Nevertheless, Lindsay's opinion on the dangers of the two extremes is at least defendable. Maybe he is right and my sense of proportion is useless. But what is not defendable, in fact, almost inexplicable for a man of Lindsay's intellect, is that he thinks reelecting Trump would somehow help his cause. A ruling white-grievance party is not a bulwark against left-wing idiotism. It's the fuel of it. Lindsay seriously thinks that another four years of Trump wouldn't make Wokes even crazier?! It would make me crazier.

Luckily, his college, Helen Pluckrose, has not fallen in the same pit. She, without judging her acquaintances' decisions, encourages everyone to vote for Democrats. I wonder whether it has to do something with gender (that would be ironic for the trio). Women certainly seem to be less enamored by this faux-strongman-shtick.

Anyway, read what Jerry Coyne has to say about the matter.

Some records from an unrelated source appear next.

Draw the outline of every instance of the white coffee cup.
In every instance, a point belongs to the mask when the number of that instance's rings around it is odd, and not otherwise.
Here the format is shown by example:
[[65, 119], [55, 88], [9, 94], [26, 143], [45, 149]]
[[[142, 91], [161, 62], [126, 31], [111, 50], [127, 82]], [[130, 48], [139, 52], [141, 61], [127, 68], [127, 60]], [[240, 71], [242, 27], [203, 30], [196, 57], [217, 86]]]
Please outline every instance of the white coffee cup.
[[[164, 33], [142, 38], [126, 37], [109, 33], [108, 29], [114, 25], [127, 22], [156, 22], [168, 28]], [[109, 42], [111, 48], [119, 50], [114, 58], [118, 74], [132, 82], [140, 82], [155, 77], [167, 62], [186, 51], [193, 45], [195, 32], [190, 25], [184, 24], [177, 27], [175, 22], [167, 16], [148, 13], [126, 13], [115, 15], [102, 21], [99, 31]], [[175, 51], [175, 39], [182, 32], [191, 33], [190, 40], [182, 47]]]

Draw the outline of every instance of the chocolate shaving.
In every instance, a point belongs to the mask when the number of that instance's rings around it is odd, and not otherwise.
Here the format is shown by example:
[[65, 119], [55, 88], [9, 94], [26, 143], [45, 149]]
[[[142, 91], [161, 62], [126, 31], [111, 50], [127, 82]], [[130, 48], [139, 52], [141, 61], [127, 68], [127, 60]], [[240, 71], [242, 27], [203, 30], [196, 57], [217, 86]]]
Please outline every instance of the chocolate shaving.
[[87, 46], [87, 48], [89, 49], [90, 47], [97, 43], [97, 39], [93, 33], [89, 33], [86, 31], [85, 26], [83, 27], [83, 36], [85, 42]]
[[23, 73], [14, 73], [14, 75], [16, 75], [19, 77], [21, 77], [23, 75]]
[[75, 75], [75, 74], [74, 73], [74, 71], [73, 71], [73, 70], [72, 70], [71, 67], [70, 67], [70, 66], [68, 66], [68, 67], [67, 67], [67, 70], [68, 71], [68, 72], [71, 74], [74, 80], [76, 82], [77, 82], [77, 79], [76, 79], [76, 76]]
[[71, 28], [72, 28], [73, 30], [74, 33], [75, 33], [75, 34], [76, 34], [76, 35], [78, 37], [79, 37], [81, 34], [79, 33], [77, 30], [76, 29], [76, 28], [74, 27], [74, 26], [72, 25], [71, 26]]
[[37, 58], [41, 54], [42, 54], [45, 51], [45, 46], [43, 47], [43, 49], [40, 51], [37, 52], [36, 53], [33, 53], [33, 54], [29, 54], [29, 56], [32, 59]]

The affair made me sad but also prompted me to contemplate bubbles. Lindsay lives in a bubble where he faces the absurdity of and harm caused by Wokeness every day. He probably also suffers attacks from them every day. And this apparently distorts his picture of the world to a dangerous extent. It is sad and disconcerting.

It's sad to realize that someone, whose opinion you have valued high so far, proved to be very fallible. It is also frightening, because if a smart guy like him can't see the forest from the trees, how do I know that it's not I who lives in a bubble? How do I know that Lindsay is not right, and a Trump presidency is, all things considered, still better than a Biden one? Or how do I know that Lindsay was right about Wokeness, to start with? It's both true and meaningless to say that everyone lives in a bubble. Obviously, everyone has preferred sources of information and a specific group of fellow humans he or she regularly interacts with.

I suppose the only remedy for close-mindedness is to follow the well-known and rarely practiced advice of staying out of your comfort zone. I suppose one can try to stay informed simultaneously inside multiple bubbles with little overlap or push the walls of her preferred bubble as far as she can. 

When Trump won in 2016, I started actively seeking out right-wing information sources. The farthest I had to stomach to go was National Review, and even that one I'm planning to ditch now (although, had they not gone all-in for the GOP by 2020, if not for Trump, I would stay). I never had it in me to watch Fox, let alone to read Breitbart. Gad Saad, Jordan Peterson, Niall Fergusson, Andrew Neil, Douglas Murray, Charles Murray, and few other people whose names I can't recall now, are whom I strongly disagree with at times, but I enjoy listening to. I can't listen to anyone who I can't enjoy. Probably that's the reason why I never sought left-wing sources of information. They are humorless. Hm...I just realized I have to correct myself here. I accidentally stumbled upon Slavoj Zizek, and he is quite funny, but I have no idea where he is on the political spectrum - even though he calls himself a communist. Anyway, this post has descended into a rumbling, it's time to stop.